However, I wanted to post something, to mark the six month anniversary of publishing The Discovery, which was the post in which I disclosed my autistic identity to anyone who cared to read the post. Only two posts preceded it, an introduction, and a bit of background, and I could never have imagined, six months later, just how much I would have learnt and written and connected with other bloggers and people in the autistic community. On that day, back in December, I was, to put it mildly, extremely nervous about what might ensue, and I still, at that stage, had no idea that the responses from most people I know would mainly be of the form “Well, of course you’re autistic, you mean you didn’t know” or “Well that makes total sense”!!!
I wrote about Disclosing Identities back in January, and I stand by what I wrote then. For me, full disclosure has been relatively smooth, although I am still getting back out into the world (like today) and I am still working on getting a smooth and brief script together to talk about being autistic in ways that are most likely to be understood and appropriate when discussing with people out in the world. I’m also still very much at the start of the process of working out what adaptions I might need in order to successfully participate in various activities and not end up having a meltdown or ending up too ill to function.

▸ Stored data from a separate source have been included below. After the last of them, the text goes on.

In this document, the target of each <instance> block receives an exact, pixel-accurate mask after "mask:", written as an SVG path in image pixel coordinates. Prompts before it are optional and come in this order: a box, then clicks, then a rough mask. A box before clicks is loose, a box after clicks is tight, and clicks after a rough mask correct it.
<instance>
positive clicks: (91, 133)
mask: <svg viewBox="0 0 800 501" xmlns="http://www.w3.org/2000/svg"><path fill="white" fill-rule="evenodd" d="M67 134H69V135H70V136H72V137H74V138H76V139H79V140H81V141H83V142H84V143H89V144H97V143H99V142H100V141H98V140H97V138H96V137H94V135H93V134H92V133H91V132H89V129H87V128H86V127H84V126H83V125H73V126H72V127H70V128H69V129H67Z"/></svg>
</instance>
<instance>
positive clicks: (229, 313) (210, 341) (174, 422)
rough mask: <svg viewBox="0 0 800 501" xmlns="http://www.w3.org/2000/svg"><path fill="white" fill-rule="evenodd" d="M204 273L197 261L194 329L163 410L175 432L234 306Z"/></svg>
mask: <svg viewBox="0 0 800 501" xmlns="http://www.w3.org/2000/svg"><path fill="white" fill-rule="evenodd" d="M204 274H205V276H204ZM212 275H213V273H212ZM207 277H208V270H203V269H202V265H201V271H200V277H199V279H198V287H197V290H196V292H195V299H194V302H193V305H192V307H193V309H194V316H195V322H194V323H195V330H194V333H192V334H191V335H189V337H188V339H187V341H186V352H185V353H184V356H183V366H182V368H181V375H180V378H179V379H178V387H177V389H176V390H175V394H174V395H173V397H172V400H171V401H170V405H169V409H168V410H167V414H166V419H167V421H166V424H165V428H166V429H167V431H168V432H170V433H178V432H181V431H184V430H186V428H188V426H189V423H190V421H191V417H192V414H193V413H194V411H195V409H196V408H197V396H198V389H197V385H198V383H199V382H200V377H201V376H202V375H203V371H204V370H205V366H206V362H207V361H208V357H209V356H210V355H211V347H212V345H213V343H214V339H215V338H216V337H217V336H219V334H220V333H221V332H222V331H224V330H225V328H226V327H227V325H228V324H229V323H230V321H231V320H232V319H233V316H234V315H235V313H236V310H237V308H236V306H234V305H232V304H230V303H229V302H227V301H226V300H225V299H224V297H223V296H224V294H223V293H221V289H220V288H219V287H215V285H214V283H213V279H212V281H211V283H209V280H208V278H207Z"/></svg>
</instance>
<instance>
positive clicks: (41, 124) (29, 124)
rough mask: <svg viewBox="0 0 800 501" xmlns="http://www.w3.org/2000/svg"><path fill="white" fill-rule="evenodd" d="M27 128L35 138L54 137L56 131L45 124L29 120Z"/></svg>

But, six months on from what was the real start of this blog (and might, at the time, also have been the end of it), things are OK. I am yet to be told that I “can’t be autistic” (or any similar phrase) and I’m still wondering whether that’s because I do, in some ways, fulfil autistic stereotypes (I do rock back and forth quite a lot, I am fairly random with eye contact, I do sometimes have full-blown meltdowns in supermarkets, and, yes, I do like mathematics and find it calming), or whether I’ve just been monstrously lucky to be surrounded by such supportive people!
Whichever way, six months from the nervous day on which I posted that first post, life now feels very very different. Still very much a work in progress, but a long way from how it was back in December.